Горышкин отложил книгу и задумался: то, о чем я прочитал тут, случалось также и со мной, и если не в точности это, то нечто подобное, только не приходило мне в голову об этом написать. И явился этот писатель, и написал, и выпустил книгу. А я сел и прочел его книгу, и завтра появятся другие, и послезавтра — другие, пока не останется ни одного человека в Эрец не прочитавшего ее. А когда приду я и выпущу свою книгу, то скажут, так ведь все это мы уже читали. Похоже, что главное для писателя — это сноровка. Если он поспешит и напишет вовремя, он выгадал, а если нет, придут другие вместо него. Уже пришло время снять для себя отдельную комнату со столом. Мне не нужен письменный стол с зеленым сукном, как у этих учителей в Яффе, где каждый покупает себе письменный стол и ставит перед собой корзинку со стопкой бумаги, чтобы считали его писателем. Достаточно перевернутой бочки, лишь бы можно было положить на нее лист бумаги.

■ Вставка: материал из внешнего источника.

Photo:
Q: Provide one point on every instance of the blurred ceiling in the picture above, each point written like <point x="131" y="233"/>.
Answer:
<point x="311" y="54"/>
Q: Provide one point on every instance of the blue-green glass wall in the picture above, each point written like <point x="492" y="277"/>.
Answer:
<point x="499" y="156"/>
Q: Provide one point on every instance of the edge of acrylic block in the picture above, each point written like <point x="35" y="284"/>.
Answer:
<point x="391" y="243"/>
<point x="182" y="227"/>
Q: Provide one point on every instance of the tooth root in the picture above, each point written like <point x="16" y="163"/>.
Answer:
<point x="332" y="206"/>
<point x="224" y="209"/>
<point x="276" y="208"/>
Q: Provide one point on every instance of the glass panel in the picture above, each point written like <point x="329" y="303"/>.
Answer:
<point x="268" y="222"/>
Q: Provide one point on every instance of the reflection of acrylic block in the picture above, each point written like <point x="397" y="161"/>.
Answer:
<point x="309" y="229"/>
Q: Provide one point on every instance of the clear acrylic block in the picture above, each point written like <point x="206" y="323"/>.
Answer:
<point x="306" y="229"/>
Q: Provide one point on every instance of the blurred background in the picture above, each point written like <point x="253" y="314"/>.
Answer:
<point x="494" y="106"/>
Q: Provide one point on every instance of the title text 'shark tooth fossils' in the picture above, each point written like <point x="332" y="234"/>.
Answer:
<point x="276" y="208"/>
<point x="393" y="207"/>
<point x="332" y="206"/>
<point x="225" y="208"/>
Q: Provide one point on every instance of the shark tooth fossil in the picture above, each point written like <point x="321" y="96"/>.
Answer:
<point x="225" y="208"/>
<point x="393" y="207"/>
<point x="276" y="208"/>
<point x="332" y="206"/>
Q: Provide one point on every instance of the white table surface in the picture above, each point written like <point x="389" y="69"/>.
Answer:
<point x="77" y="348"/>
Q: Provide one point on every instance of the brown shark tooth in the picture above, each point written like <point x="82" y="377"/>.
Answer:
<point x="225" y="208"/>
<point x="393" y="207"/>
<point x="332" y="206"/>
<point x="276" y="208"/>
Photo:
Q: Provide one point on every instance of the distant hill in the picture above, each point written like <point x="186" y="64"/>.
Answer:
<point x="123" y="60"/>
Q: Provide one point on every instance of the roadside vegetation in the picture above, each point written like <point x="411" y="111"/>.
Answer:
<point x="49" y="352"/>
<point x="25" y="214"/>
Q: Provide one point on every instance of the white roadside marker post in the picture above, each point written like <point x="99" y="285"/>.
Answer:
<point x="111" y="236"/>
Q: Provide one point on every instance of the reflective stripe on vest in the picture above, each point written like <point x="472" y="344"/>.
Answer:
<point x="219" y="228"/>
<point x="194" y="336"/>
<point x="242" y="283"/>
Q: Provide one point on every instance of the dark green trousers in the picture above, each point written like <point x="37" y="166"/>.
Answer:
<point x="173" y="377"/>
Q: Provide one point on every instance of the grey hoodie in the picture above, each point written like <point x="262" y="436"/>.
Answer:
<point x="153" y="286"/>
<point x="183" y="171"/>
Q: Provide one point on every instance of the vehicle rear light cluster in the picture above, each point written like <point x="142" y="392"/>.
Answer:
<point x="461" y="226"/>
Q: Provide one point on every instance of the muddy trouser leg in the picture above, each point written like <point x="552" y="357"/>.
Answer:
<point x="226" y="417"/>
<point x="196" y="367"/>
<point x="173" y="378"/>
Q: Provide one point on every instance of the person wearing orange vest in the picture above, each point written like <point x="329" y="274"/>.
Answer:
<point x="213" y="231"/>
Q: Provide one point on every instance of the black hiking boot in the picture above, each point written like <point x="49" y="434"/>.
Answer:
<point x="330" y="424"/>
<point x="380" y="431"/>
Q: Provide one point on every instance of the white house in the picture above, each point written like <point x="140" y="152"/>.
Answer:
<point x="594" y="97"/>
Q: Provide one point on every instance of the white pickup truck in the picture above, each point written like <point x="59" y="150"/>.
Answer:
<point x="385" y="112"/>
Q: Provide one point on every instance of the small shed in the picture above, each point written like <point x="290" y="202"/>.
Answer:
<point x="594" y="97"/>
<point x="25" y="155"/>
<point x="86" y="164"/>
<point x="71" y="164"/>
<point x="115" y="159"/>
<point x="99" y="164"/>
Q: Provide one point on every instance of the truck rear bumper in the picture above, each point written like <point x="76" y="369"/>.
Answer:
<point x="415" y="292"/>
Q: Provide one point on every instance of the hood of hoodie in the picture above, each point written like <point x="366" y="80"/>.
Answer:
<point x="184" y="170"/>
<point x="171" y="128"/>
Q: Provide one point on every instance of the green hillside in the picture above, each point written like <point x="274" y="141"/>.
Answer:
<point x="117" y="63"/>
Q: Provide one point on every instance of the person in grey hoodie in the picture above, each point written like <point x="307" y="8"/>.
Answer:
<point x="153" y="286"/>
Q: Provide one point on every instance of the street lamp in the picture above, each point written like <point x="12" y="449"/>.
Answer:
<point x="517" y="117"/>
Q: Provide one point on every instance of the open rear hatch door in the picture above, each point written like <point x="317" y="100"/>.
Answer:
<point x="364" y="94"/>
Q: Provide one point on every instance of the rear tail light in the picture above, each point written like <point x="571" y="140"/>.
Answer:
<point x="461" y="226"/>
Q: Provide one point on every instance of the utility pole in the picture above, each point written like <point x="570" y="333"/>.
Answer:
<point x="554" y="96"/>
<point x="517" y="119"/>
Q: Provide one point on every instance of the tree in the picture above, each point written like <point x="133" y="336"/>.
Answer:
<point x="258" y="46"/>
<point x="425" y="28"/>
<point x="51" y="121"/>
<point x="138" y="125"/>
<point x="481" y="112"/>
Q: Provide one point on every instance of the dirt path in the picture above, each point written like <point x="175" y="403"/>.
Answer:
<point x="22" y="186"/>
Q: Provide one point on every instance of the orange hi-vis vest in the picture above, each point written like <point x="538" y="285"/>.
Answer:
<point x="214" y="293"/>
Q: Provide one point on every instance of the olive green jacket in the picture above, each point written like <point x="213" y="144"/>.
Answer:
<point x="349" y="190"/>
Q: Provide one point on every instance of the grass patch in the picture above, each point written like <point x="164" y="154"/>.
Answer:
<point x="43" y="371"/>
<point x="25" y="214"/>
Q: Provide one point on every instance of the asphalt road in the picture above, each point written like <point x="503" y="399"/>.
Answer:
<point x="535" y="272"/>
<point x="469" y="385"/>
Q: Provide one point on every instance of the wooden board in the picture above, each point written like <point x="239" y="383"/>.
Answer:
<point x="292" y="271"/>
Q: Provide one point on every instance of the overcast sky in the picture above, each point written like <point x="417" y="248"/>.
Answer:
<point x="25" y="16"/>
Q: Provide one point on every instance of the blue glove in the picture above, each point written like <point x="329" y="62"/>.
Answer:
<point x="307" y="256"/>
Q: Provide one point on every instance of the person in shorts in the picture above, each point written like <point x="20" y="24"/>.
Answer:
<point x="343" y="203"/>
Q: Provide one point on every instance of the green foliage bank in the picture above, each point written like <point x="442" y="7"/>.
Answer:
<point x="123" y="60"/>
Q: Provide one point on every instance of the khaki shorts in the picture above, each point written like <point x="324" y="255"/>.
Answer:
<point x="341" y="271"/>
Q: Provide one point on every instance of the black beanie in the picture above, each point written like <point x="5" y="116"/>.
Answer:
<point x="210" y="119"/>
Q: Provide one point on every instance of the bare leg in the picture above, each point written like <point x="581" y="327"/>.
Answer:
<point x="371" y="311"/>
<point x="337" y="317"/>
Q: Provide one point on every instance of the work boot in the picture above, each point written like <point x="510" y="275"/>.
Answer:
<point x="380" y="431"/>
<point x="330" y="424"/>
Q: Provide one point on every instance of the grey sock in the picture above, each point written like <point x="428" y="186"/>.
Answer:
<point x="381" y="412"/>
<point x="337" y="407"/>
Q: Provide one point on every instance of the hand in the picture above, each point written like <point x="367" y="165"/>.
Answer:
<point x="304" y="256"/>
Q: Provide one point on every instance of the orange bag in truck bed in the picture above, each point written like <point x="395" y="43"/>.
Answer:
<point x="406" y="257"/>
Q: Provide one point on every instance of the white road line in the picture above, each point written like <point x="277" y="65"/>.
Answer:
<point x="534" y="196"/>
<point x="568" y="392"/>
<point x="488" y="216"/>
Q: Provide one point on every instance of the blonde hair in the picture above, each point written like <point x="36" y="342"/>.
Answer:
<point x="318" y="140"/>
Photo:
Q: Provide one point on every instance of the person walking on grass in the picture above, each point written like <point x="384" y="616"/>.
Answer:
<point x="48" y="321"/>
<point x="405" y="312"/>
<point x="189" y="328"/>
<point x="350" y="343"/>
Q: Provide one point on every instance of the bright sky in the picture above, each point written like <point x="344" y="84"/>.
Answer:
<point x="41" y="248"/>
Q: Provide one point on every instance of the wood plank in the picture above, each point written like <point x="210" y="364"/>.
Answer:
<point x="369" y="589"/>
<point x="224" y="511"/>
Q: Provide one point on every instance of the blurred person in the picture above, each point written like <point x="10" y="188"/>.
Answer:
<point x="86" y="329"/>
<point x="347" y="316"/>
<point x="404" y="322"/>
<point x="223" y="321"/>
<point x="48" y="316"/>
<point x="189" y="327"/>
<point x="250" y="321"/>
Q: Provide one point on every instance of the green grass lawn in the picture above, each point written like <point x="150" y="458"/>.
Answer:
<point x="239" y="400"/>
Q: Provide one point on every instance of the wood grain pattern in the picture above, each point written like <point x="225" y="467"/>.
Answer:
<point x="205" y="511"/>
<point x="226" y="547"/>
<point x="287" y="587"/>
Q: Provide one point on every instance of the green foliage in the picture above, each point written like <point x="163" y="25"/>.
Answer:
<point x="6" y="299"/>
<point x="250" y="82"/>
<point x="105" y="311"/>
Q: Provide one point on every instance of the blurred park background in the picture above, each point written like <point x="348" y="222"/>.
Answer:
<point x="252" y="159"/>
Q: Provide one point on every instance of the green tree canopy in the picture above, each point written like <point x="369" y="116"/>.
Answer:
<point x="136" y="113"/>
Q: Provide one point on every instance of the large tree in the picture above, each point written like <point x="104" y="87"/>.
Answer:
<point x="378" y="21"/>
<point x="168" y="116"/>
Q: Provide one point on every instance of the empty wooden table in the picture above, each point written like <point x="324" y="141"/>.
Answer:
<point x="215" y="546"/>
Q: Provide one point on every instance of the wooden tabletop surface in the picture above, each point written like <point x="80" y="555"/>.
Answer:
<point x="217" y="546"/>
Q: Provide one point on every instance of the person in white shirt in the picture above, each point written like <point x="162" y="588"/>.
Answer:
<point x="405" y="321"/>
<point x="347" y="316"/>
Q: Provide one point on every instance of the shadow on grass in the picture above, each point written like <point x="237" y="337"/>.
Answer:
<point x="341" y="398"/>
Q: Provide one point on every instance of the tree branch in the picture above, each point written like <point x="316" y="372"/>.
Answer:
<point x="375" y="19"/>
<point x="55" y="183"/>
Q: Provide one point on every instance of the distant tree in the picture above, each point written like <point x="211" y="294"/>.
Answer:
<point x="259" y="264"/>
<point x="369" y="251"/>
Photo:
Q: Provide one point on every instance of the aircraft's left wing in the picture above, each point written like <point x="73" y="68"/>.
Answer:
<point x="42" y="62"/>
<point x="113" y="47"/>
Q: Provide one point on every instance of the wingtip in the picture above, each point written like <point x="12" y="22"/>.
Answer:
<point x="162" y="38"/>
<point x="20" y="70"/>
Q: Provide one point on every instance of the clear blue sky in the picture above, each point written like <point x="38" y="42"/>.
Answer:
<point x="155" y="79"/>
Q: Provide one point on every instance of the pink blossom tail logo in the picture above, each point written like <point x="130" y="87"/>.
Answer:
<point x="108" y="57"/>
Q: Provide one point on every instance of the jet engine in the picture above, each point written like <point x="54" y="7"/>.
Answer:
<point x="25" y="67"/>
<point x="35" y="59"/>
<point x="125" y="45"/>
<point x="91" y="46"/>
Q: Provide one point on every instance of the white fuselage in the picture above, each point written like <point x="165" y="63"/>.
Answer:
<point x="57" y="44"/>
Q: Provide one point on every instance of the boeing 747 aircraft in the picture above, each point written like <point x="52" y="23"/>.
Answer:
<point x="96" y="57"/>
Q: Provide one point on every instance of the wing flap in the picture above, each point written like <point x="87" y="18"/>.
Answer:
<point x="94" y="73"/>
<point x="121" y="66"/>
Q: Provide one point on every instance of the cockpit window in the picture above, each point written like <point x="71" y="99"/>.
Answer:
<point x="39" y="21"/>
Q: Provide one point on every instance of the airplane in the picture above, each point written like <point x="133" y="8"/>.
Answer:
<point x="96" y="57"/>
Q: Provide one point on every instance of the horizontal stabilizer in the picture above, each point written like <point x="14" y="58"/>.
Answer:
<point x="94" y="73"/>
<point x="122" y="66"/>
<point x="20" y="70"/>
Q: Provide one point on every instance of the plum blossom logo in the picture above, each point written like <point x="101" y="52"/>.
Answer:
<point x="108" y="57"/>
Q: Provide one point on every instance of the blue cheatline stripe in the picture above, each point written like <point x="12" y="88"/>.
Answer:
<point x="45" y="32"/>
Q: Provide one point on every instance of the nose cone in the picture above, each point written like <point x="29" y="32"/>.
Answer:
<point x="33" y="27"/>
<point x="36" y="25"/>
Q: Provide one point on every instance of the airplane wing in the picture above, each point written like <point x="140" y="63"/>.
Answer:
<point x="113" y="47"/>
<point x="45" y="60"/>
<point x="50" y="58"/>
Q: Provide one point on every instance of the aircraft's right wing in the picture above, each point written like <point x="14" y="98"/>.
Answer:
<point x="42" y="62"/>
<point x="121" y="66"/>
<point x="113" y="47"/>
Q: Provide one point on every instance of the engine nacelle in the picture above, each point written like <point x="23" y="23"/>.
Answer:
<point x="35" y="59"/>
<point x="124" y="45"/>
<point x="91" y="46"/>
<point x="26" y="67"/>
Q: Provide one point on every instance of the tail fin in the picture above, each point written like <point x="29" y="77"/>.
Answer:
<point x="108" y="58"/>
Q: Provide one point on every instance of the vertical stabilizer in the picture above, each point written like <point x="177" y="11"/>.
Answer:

3Поднял Горышкин глаза и увидел Соню. Засунул книгу в карман и двинулся ей навстречу. Увидел Ицхака и спросил, как его дела. Сказала Соня: «А про Рабиновича ты не спрашиваешь?» Сказал Горышкин: «Что мне спрашивать? Если бы было что сказать о нем, разве ты не рассказала бы?» Сказала Соня: «И вправду, нечего мне рассказывать о нем: он не пишет мне». Сказал Горышкин: «Если бы было ему о чем писать, написал бы».
Сказала Соня:
— Ты вернулся в Яффу? Что ты делаешь здесь?
— Делаю я то, что годами не делал. Работаю я, работаю, Соня!
— Где?
Дернул Горышкин за кончики своих усов и с гордостью заявил победным тоном:
— На строительстве школы для девочек работаю я, с глиной и камнем.
— Я рада за тебя, что нашел ты работу!
— Она нашла меня. Наконец-то вынуждены они нанимать еврейских рабочих. И мы тянем из себя жилы, и только затем, чтобы не нашли они лживого предлога отстранить нас. И все-таки что пишет Рабинович?
Засмеялась Соня:
— Разве не сказал ты, что если бы было ему о чем писать, написал бы?
— В смысле, что нет у него того, о чем он хотел бы написать?
— Не так, но есть слишком многое, о чем бы стоило ему написать, поэтому он не пишет ничего.
— Пойдем! — сказала Соня Ицхаку.
— Уходите? — спросил Горышкин.
Обернулась Соня и сказала:
— Передай привет Пнине! Вот она идет!
Сказала Пнина Горышкину:
— Не знала я, что ты здесь.
— Если бы знала, не пришла бы?
— Не это я сказала.
— Но в глубине души ты так подумала?
— Что знает человек о том, что — в сердце его друга? Разве что писатели?
— Поверь мне, Пнина, даже они не знают ничего, но, когда ты читаешь их книги, кажется тебе, что они знают.